Solving a triangle involves finding all the missing sides and angles of the triangle given some initial information. In the Law of Sines, which applies to any triangle (not just right-angled ones), we use the proportionality between the sides and the sines of the opposite angles. This powerful mathematical tool allows us to calculate unknown sides when we know an angle and its opposite side, and just as importantly, find unknown angles when we know the length of their opposite side.

To apply the law effectively, we need to identify known values accurately and establish the correct ratio, as seen with the given angle B of 2 degrees and 45 minutes, and opposite side length b.

Angles can be measured in degrees, minutes, and seconds, but for solving triangles using the Law of Sines, we need to convert these into decimal degrees. One degree has 60 minutes and one minute has 60 seconds. The conversion from minutes to degrees is straightforward — divide the number of minutes by 60. A similar process applies for seconds, dividing by 3600 (60 x 60), though seconds are not present in the given problem. An angle of 2 degrees and 45 minutes converts to 2.75 degrees, a more manageable figure for calculations.

Why Convert to Decimal?

Using decimal degrees simplifies the computations involved in trigonometric functions, allowing for easier entry into calculators and reducing the chance of errors.

Inverse sine, or sin^-1, is a function that does the opposite of sine, used to find an angle when the sine of the angle is known. It's particularly useful in scenarios where we're solving for an angle of a triangle and we already have the ratio of the opposite side to the hypotenuse. In this case, we used the Law of Sines to find the value of sin C, and then applied inverse sine to find the measure of angle C itself, given the proportion from angle B and its opposite side b. Knowing how to apply inverse sine correctly is crucial in triangulation problems.

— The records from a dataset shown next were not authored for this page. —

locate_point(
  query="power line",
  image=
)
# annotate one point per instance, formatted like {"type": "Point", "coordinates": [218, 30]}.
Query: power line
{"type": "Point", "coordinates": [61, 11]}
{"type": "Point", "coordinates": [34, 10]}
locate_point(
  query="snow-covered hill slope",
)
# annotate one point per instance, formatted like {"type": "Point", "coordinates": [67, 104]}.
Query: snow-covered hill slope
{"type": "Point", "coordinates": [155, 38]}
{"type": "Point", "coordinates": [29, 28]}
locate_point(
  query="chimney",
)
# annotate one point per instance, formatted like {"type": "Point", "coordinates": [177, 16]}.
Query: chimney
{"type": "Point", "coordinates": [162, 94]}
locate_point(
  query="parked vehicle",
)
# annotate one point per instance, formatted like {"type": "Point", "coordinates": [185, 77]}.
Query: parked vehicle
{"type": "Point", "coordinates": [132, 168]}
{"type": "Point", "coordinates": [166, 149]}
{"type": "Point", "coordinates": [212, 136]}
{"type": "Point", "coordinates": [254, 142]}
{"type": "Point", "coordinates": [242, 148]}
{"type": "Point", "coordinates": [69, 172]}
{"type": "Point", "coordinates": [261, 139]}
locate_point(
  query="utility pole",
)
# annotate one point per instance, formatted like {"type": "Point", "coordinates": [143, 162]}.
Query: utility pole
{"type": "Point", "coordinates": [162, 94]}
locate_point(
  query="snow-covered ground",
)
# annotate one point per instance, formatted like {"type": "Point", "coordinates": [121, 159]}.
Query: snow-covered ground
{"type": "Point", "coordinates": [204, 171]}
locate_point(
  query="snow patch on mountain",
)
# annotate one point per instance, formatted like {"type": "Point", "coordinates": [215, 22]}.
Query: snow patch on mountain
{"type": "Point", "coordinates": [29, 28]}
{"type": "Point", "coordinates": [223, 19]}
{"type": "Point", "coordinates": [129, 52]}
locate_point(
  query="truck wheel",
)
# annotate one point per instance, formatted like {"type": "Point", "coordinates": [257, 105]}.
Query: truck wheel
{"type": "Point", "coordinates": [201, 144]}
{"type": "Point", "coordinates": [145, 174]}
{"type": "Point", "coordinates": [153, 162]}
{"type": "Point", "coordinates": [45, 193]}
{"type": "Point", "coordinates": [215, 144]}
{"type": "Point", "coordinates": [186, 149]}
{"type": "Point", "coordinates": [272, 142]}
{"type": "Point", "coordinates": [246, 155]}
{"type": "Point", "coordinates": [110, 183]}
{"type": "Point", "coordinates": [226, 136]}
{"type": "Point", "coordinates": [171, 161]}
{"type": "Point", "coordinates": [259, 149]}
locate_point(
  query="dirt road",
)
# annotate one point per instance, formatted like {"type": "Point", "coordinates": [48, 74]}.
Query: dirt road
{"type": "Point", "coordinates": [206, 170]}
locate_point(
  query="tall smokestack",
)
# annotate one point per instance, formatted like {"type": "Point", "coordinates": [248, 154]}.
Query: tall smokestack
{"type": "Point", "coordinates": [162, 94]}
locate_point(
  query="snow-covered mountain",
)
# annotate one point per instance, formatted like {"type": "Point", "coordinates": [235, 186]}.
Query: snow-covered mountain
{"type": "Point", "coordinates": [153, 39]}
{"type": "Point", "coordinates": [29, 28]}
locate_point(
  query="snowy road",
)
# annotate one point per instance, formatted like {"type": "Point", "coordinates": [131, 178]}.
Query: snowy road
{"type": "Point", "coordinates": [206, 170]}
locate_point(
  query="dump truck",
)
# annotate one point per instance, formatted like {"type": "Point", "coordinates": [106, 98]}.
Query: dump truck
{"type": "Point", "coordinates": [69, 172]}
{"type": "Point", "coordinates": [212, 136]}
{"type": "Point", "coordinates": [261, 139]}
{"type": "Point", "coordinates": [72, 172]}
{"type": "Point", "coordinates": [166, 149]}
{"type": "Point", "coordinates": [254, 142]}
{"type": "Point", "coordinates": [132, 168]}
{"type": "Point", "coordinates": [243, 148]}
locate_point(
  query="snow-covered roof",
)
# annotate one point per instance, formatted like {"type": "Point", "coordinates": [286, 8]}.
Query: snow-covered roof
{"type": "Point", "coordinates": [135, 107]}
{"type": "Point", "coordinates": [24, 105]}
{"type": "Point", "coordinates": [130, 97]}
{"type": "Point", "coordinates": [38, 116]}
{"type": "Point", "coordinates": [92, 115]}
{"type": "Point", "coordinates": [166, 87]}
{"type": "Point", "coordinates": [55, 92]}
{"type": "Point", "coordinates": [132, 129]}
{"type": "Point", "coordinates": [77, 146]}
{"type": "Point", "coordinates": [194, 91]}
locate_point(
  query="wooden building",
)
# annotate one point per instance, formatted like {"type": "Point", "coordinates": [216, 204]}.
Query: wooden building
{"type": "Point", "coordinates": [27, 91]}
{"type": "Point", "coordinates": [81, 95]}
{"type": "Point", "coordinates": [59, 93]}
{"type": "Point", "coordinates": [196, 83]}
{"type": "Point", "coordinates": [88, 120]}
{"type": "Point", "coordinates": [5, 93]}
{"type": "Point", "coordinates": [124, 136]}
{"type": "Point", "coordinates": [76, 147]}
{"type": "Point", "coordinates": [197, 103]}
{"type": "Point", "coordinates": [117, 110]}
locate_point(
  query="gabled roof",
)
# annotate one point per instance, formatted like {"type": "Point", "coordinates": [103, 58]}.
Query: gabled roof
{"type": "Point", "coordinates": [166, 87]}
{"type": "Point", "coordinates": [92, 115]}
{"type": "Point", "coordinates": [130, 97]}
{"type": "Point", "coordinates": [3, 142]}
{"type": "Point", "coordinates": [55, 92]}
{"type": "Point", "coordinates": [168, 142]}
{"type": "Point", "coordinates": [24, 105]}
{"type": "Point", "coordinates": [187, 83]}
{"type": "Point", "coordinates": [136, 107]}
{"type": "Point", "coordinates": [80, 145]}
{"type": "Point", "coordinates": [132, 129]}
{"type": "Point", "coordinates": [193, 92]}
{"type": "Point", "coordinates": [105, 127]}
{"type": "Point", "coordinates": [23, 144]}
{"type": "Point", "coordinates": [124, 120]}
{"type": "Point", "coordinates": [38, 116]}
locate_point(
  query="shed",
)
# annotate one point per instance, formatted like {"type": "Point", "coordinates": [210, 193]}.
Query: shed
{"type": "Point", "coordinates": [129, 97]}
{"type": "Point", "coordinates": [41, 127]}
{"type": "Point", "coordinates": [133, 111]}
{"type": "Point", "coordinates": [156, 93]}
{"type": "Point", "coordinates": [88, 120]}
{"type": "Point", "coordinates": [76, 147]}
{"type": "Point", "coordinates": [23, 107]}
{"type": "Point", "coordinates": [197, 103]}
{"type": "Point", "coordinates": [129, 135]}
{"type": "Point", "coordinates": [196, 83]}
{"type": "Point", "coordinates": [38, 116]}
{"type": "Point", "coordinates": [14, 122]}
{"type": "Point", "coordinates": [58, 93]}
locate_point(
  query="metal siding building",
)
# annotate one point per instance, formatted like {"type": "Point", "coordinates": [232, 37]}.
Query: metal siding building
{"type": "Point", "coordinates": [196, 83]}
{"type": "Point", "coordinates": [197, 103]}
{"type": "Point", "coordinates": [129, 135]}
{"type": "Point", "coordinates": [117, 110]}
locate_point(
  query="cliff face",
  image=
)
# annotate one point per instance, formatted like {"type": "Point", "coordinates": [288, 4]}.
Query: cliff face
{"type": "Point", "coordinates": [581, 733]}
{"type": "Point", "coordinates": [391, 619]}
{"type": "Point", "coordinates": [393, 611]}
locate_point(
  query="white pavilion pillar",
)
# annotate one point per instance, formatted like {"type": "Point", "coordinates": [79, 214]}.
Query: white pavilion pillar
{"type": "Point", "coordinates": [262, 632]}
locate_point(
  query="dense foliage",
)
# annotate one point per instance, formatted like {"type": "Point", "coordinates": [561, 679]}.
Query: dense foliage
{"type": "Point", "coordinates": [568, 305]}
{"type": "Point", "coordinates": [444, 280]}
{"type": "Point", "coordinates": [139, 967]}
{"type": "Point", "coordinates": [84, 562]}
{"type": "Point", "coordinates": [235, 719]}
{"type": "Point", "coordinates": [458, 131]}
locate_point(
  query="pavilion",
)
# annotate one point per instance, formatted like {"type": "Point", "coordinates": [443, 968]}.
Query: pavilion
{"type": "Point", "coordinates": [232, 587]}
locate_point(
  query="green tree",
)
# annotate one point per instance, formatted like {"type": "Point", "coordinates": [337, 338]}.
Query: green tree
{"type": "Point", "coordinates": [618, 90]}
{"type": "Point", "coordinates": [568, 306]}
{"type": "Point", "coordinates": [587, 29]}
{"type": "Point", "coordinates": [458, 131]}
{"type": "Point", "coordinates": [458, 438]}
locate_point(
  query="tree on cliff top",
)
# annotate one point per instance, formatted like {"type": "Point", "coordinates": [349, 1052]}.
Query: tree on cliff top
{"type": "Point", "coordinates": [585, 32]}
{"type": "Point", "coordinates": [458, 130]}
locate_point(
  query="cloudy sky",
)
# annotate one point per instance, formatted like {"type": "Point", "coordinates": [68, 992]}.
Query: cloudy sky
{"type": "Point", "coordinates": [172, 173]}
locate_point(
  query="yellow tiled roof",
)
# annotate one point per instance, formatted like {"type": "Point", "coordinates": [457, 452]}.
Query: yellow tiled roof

The sum of interior angles in any triangle is always 180 degrees. This fundamental truth is indispensable for solving triangles. Once one or two angles are known, we can deduct them from 180 degrees to determine the unknown angle(s). In our problem, after finding angle C using the Law of Sines and inverse sine, we subtracted the measures of angles B and C from 180 degrees to get angle A. This relationship between interior angles forms the basis for many of the steps in solving triangle problems and is a key check to ensure that calculated angles are plausible.